For answers, we refer to the ICE trial that included a study interval where the patients who clearly had responded to IVIg were then placed into one of two groups that were compared to each other. Patients were either continued on the treatment for another six months, or were discontinued and placed on placebo. Not surprisingly, many more patients relapsed on the placebo than those who were continued on IVIg, giving more evidence that IVIg works. But, the relapse rate for the placebo group was only 50%. This means that in about half of the individuals who had IVIg stopped, the disease had become inactive at some point. They no longer needed IVIg. There are other lines of evidence that back this up because it has been known for some time that a good percentage of cases of CIDP do go into remission.

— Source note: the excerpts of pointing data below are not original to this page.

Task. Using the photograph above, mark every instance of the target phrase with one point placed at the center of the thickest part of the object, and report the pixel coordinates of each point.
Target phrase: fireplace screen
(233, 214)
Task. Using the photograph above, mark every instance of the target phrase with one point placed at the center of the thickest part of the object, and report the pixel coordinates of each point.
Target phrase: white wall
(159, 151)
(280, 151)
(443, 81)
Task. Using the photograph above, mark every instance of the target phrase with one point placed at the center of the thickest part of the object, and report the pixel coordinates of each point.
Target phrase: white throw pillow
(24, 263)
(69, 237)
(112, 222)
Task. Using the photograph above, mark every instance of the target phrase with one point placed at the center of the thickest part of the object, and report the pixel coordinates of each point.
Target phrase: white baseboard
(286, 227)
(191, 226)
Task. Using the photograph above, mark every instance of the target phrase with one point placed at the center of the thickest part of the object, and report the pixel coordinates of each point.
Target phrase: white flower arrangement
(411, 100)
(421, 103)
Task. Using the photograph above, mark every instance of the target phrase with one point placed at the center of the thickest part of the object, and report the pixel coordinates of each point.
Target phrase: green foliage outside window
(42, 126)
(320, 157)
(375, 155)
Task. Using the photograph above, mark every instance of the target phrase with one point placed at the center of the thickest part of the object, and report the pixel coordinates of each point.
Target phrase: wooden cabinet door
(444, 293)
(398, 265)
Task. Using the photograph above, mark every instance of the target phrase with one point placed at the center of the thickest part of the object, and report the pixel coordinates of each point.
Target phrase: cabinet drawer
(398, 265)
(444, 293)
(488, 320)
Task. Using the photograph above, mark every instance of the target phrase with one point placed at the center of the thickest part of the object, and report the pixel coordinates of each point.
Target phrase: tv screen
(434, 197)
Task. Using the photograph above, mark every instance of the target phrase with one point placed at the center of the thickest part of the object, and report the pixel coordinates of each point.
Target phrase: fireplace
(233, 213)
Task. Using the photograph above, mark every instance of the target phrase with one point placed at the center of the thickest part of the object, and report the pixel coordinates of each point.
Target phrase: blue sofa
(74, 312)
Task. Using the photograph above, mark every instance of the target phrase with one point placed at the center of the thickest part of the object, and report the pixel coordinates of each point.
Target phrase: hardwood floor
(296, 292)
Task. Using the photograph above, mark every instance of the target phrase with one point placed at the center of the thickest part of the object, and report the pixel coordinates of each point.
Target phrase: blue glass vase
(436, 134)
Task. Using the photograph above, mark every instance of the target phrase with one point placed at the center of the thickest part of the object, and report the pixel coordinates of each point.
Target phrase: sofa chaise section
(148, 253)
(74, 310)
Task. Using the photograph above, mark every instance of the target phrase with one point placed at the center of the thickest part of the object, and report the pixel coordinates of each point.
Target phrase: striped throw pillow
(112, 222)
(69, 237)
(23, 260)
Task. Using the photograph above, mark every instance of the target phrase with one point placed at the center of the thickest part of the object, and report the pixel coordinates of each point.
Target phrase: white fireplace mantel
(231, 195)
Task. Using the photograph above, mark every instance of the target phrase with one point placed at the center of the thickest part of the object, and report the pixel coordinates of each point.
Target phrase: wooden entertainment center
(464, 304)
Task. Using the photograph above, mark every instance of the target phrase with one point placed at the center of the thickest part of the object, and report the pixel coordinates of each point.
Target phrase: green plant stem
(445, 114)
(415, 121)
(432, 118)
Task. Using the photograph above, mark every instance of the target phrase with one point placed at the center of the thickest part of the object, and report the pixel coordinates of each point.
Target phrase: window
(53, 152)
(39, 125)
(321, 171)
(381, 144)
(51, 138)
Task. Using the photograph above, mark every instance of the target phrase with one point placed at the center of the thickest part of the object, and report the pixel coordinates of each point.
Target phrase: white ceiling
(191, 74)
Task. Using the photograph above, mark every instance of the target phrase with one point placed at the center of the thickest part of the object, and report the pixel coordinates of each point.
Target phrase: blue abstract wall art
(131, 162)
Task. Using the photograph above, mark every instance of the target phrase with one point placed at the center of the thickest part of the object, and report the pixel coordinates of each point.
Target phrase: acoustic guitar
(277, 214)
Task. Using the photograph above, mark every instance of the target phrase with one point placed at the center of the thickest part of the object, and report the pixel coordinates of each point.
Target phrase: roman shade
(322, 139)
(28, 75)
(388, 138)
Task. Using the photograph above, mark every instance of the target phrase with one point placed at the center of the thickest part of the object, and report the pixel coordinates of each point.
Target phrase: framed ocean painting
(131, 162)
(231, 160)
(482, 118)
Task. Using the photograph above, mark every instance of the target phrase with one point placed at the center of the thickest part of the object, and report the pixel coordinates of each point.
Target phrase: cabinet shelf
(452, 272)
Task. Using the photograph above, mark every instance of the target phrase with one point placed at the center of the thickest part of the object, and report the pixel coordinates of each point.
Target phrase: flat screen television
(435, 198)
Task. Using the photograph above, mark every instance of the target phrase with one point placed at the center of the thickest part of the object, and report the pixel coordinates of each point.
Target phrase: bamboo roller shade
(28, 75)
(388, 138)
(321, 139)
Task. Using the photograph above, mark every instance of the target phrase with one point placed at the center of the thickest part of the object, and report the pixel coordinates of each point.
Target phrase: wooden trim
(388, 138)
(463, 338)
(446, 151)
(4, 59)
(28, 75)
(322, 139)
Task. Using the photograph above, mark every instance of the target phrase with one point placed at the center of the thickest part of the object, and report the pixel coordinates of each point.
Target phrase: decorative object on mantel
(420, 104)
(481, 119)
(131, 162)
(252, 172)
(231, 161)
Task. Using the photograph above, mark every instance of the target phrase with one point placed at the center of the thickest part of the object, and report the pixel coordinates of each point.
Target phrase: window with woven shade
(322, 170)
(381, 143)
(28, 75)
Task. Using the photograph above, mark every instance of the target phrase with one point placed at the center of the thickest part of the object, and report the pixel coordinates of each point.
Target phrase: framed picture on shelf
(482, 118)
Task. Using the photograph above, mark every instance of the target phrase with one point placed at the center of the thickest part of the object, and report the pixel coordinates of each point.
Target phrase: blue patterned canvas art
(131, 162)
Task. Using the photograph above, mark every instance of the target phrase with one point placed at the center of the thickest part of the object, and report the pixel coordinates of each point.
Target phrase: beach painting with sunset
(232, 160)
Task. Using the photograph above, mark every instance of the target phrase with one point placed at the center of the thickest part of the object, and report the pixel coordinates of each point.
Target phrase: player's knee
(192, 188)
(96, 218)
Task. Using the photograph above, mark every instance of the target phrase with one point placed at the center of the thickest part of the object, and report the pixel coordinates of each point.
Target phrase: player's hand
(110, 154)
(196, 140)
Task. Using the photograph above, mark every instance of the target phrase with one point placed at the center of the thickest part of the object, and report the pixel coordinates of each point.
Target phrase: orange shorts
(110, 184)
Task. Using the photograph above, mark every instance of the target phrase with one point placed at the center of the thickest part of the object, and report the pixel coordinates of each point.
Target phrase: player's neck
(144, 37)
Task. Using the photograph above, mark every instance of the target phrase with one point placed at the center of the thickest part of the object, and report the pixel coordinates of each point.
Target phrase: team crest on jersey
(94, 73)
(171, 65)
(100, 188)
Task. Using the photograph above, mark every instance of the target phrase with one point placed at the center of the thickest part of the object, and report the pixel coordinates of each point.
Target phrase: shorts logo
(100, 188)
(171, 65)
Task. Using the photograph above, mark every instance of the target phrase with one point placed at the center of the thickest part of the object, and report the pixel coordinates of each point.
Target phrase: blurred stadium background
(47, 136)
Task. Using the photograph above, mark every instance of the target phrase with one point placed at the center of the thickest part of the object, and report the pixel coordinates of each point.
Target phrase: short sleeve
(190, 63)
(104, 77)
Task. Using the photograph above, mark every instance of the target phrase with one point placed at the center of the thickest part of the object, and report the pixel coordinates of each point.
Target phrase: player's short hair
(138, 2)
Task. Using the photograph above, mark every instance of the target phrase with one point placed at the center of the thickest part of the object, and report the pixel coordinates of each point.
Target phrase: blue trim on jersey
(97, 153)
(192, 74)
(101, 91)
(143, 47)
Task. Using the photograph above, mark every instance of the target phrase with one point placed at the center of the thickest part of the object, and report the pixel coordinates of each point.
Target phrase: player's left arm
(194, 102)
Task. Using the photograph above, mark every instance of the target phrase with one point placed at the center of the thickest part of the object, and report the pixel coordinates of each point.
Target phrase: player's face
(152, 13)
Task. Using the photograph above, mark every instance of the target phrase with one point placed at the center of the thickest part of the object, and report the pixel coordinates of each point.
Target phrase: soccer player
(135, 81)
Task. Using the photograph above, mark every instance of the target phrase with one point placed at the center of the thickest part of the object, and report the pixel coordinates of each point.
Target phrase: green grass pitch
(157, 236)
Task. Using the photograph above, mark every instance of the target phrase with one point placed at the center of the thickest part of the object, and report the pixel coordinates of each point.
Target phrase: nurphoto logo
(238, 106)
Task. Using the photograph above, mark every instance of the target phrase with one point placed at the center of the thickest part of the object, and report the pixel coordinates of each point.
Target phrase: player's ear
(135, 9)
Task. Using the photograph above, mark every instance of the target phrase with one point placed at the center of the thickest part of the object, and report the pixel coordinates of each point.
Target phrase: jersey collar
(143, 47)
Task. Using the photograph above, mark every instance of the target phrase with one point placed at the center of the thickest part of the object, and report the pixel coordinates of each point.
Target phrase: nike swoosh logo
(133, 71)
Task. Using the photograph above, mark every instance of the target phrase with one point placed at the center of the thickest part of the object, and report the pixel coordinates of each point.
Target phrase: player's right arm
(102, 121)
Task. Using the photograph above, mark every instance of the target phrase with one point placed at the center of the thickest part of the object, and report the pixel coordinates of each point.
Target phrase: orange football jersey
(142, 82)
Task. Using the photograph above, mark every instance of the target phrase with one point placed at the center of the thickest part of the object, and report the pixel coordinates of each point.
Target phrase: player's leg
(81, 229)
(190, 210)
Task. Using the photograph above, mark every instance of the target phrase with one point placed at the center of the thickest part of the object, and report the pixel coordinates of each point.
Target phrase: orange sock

So we can see that the only easy way to find out if a stable patient is in remission on IVIg is to stop the treatment. The alternative is to simply take IVIg forever, out of the fear of relapse. Because no treatment is risk free, why take it if you don't have to? Clearly, if the disease is active, there will usually be some sign of fluctuation, with intermittent worsening that would be a clue to increase the dose or change meds, and certainly not to begin a dose taper. However, if the disease is just slowly getting better, or is very stable for months on treatment, the inflammatory process that initially injured the nerves may have stopped. The question now becomes what’s the best way to taper?
There are a lot of opinions about this, with some doctors recommending gradually lowering doses or lengthening intervals between treatments. However, what you are trying to figure out is whether the disease is still active. The best way to do that is to force the question. Therefore, I would suggest the ultimate lengthening of the dose interval, which is just stopping the IVIg. If the patient relapses, the question is answered and treatment can be restarted again. If a year were to go by before the relapse, that is a year that one doesn't have to take treatment. If a relapse never happens, all the better. Again, the ICE trial supports this approach in showing that half of patients will not relapse for at least six months. The argument for a slow taper is mainly fear of relapse, but once the dose gets low enough, a relapse will occur anyway because there is nothing to indicate that slower tapers prevent a relapse from occurring.
Finally, several insurance companies mandate this approach. I cannot argue. The benefit of not having to be on a treatment forever is clear, and stopping medications that are not needed also saves a lot of money. When considering treatment adjustments, it follows that documentation is vital, including why the diagnosis was made, objective before and after examinations that document the recovery of strength, clear nerve conduction reports, and the rationale for continuing or stopping therapy. All in all, the idea of tapering, in the right patient for the right reasons, is rational.